Si ce constat n'est pas nouveau, cela permet aussi d'insister sur la décorrélation de plus en plus marquée entre la taxe foncière… et les prix immobiliers. Comment justifier en effet qu'un ménage lyonnais débourse 892 euros quand un couple angevin avec deux enfants devra s'acquitter de 1.495 euros? Pourtant, les prix au mètre carré sont pratiquement le double à Lyon par rapport à Angers: 5.623 euros contre 3.020 euros selon des données de SeLoger datant de juin (voir tableau ci-dessous).

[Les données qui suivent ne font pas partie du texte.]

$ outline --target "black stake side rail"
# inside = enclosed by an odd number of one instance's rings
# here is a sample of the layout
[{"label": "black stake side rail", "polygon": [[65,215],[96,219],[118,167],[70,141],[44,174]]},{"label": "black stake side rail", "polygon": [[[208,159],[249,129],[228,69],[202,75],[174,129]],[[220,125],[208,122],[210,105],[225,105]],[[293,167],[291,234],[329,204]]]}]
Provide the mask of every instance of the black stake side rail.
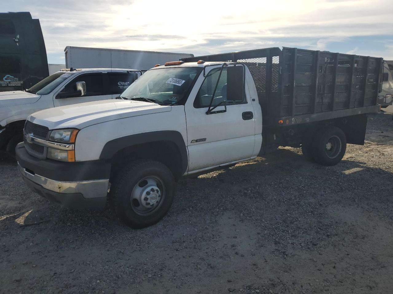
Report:
[{"label": "black stake side rail", "polygon": [[286,126],[380,109],[382,58],[284,47],[181,60],[244,64],[254,80],[266,126]]}]

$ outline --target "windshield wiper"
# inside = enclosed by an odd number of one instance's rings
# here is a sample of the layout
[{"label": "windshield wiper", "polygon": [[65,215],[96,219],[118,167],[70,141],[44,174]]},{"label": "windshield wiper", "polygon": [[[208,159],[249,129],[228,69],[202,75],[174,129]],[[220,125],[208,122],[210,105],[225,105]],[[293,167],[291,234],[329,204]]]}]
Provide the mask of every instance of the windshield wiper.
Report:
[{"label": "windshield wiper", "polygon": [[37,92],[36,92],[35,91],[32,91],[31,90],[28,90],[27,89],[26,89],[24,91],[25,92],[27,92],[28,93],[31,93],[32,94],[37,94]]},{"label": "windshield wiper", "polygon": [[130,98],[130,100],[136,100],[139,101],[147,101],[151,103],[155,103],[156,100],[154,99],[149,99],[148,98],[145,98],[144,97],[138,97],[135,98]]}]

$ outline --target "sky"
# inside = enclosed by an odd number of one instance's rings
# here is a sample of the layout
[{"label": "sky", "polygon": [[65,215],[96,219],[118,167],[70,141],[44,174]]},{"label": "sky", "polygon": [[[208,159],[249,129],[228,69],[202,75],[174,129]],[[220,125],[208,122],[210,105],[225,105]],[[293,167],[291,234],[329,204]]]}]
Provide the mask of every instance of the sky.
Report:
[{"label": "sky", "polygon": [[39,18],[48,63],[75,46],[193,54],[289,47],[393,60],[392,0],[0,0]]}]

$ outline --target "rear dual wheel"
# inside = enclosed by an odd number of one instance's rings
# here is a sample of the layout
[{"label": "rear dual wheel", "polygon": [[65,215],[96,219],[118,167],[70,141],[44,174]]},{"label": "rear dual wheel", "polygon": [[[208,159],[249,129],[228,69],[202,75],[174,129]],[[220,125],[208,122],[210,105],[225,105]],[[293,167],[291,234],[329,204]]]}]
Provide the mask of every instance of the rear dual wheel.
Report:
[{"label": "rear dual wheel", "polygon": [[[303,147],[304,145],[304,147]],[[302,151],[322,165],[335,165],[342,159],[347,149],[347,138],[342,130],[336,127],[322,129],[305,140]]]},{"label": "rear dual wheel", "polygon": [[110,201],[118,217],[127,225],[144,228],[167,214],[173,200],[174,186],[172,173],[164,164],[138,160],[115,177]]}]

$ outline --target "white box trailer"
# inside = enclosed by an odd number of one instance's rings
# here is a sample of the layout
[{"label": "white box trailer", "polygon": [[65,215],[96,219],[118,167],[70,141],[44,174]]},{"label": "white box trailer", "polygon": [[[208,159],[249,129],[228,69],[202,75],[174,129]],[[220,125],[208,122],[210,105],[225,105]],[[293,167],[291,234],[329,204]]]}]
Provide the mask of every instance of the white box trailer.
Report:
[{"label": "white box trailer", "polygon": [[132,68],[147,71],[156,64],[193,57],[193,54],[124,50],[67,46],[64,49],[67,68]]}]

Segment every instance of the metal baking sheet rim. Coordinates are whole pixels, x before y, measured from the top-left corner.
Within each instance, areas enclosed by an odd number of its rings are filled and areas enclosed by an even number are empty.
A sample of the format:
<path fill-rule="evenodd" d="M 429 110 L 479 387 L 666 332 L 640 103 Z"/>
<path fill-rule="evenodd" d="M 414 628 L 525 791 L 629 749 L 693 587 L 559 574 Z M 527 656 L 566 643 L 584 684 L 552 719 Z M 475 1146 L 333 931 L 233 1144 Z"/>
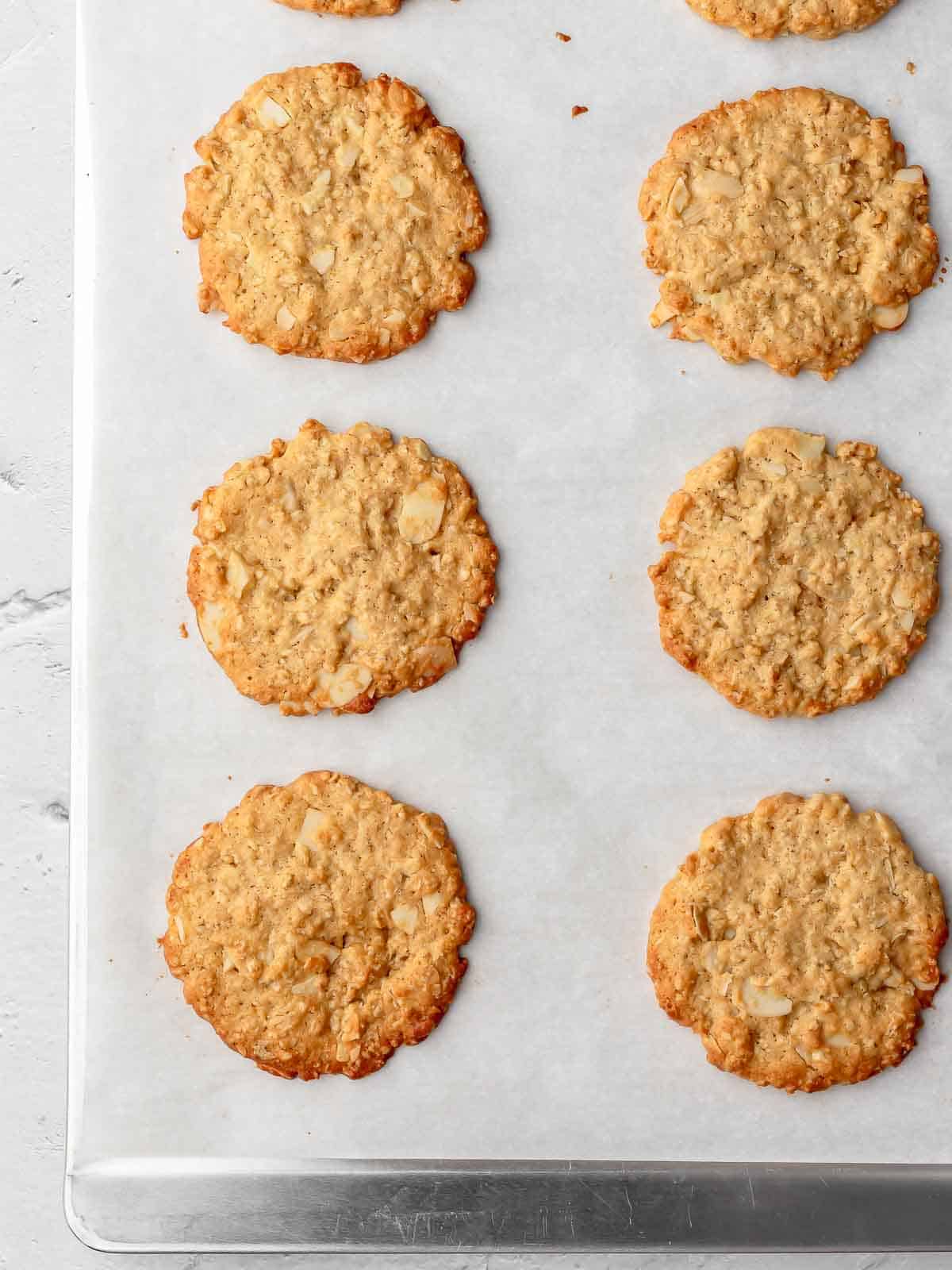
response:
<path fill-rule="evenodd" d="M 76 23 L 67 1139 L 63 1209 L 103 1252 L 948 1251 L 952 1166 L 232 1161 L 75 1166 L 85 988 L 86 552 L 94 218 Z"/>
<path fill-rule="evenodd" d="M 911 1165 L 119 1160 L 66 1214 L 104 1252 L 886 1251 L 952 1247 L 949 1194 Z"/>

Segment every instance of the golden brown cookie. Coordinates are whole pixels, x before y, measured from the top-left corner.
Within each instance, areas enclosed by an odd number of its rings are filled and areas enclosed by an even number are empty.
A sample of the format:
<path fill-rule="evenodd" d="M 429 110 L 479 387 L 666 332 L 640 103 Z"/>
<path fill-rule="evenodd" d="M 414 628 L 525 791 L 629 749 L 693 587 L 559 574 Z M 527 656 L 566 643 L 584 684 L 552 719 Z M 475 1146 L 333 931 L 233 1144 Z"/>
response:
<path fill-rule="evenodd" d="M 661 644 L 735 706 L 819 715 L 902 674 L 939 598 L 939 540 L 876 446 L 762 428 L 688 472 L 649 569 Z"/>
<path fill-rule="evenodd" d="M 456 665 L 498 552 L 459 469 L 423 441 L 308 420 L 199 503 L 188 594 L 218 664 L 283 714 L 367 714 Z"/>
<path fill-rule="evenodd" d="M 678 128 L 638 207 L 664 276 L 651 325 L 782 375 L 831 378 L 902 325 L 938 264 L 922 168 L 886 119 L 820 89 L 757 93 Z"/>
<path fill-rule="evenodd" d="M 777 36 L 831 39 L 878 22 L 896 0 L 688 0 L 688 4 L 708 22 L 734 27 L 750 39 Z"/>
<path fill-rule="evenodd" d="M 400 8 L 400 0 L 278 0 L 278 4 L 310 13 L 335 13 L 340 18 L 382 18 Z"/>
<path fill-rule="evenodd" d="M 185 1001 L 274 1076 L 378 1071 L 437 1026 L 476 914 L 438 815 L 335 772 L 256 785 L 175 862 Z"/>
<path fill-rule="evenodd" d="M 462 141 L 401 80 L 347 62 L 267 75 L 195 150 L 198 306 L 250 343 L 371 362 L 466 302 L 486 216 Z"/>
<path fill-rule="evenodd" d="M 647 966 L 708 1062 L 792 1093 L 905 1058 L 947 933 L 939 885 L 889 817 L 778 794 L 704 829 L 661 892 Z"/>

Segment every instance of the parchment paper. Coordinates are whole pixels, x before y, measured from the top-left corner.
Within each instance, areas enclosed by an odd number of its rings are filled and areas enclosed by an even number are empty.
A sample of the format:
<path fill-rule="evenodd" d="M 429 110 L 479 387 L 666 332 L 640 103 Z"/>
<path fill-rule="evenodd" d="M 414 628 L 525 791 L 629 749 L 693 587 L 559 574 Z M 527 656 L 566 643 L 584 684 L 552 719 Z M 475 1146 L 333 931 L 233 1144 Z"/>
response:
<path fill-rule="evenodd" d="M 86 0 L 85 22 L 96 243 L 91 427 L 77 419 L 93 465 L 77 1160 L 952 1160 L 952 988 L 896 1072 L 788 1097 L 708 1067 L 644 969 L 658 893 L 703 827 L 784 789 L 886 810 L 952 898 L 948 613 L 877 701 L 767 723 L 661 653 L 645 575 L 688 467 L 764 424 L 878 443 L 952 542 L 952 286 L 835 382 L 786 381 L 649 328 L 658 283 L 636 211 L 678 124 L 807 83 L 891 118 L 932 178 L 948 246 L 948 5 L 901 0 L 864 34 L 763 46 L 683 0 L 406 0 L 363 22 L 269 0 Z M 193 140 L 258 76 L 333 60 L 418 84 L 465 137 L 491 216 L 466 309 L 369 367 L 278 358 L 201 316 L 179 229 Z M 572 119 L 574 104 L 589 113 Z M 499 602 L 461 668 L 368 718 L 283 719 L 241 698 L 184 593 L 192 500 L 311 415 L 424 437 L 471 479 L 503 554 Z M 320 767 L 439 812 L 479 909 L 443 1024 L 355 1083 L 258 1072 L 183 1003 L 155 944 L 173 857 L 202 824 L 259 781 Z"/>

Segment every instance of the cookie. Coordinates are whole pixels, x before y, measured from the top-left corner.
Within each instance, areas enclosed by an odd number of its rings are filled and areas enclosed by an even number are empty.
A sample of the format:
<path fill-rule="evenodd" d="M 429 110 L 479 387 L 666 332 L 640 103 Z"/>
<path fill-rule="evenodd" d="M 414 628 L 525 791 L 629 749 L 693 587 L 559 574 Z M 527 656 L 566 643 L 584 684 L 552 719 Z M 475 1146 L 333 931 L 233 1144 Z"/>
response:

Certes, les données fournies ici ne reposent que sur cet exemple d'un couple avec deux enfants. Mais cela donne une bonne idée du décalage entre les prix immobiliers et la taxe foncière d'une ville à l'autre. Un décalage essentiellement lié au mode de calcul extrêmement complexe et obsolète de la taxe foncière. En effet, le fisc part de la valeur locative théorique du bien immobilier (une base cadastrale liée à la valeur et au niveau de confort du bien). S'appliquent ensuite plusieurs taux d'imposition (celui de la commune, de l'intercommunalité et du département). Il existe par ailleurs des exonérations ou des réductions du montant, par exemple en fonction des revenus du contribuable, en raison d'un handicap ou de l'âge du contribuable. Ces valeurs de base, même si elles ont été revalorisées en suivant l'inflation, n'ont jamais été remises en cause en profondeur depuis les années 1970, alors que les bâtiments, eux, ont évolué. Certains ont été améliorés, rénovés, d'autres se sont délabrés.

Vers 20% de plus pour les immeubles construits avant 1920

Cela doit être corrigé avec la révision générale des valeurs locatives cadastrales, qui entrera en application en 2026. Et elle risque de faire des perdants parmi ceux qui habitent dans les vieux centres historiques de villes comme Paris, Lyon ou Lille. Ainsi, selon une étude publiée en décembre par l'Institut des politiques publiques (IPP), les logements construits avant 1950 pourraient voir leur valeur locative cadastrale progresser de 15% et ceux bâtis avant 1920 de plus de 20%. Dans d'autres villes avec des immeubles plus modernes en revanche, la valeur cadastrale devrait être revue à la baisse. La valeur cadastrale des logements construits dans les années 1970, considérés comme très confortables à l'époque, devrait ainsi reculer de 16% en moyenne, toujours selon les calculs de l'IPP.

"La fiscalité locale est actuellement sur une courbe permanente croissante, et cela ne devrait pas s'arranger dans les prochaines années. La réforme des valeurs locatives cadastrales (applicable en 2026), qui prévoit la révision du calcul des impôts locaux risque de faire augmenter significativement les impôts fonciers et réserver de mauvaises surprises aux propriétaires. Mais cela ne concernera pas tout le monde: reste à savoir qui sera le plus fortement pénalisé avec ce nouveau calcul", résume Maël Bernier, directrice de la communication et porte-parole de Meilleurtaux. Afin de mieux faire passer la pilule, on sait en revanche que cette revalorisation des valeurs cadastrales sera étalée sur plusieurs années.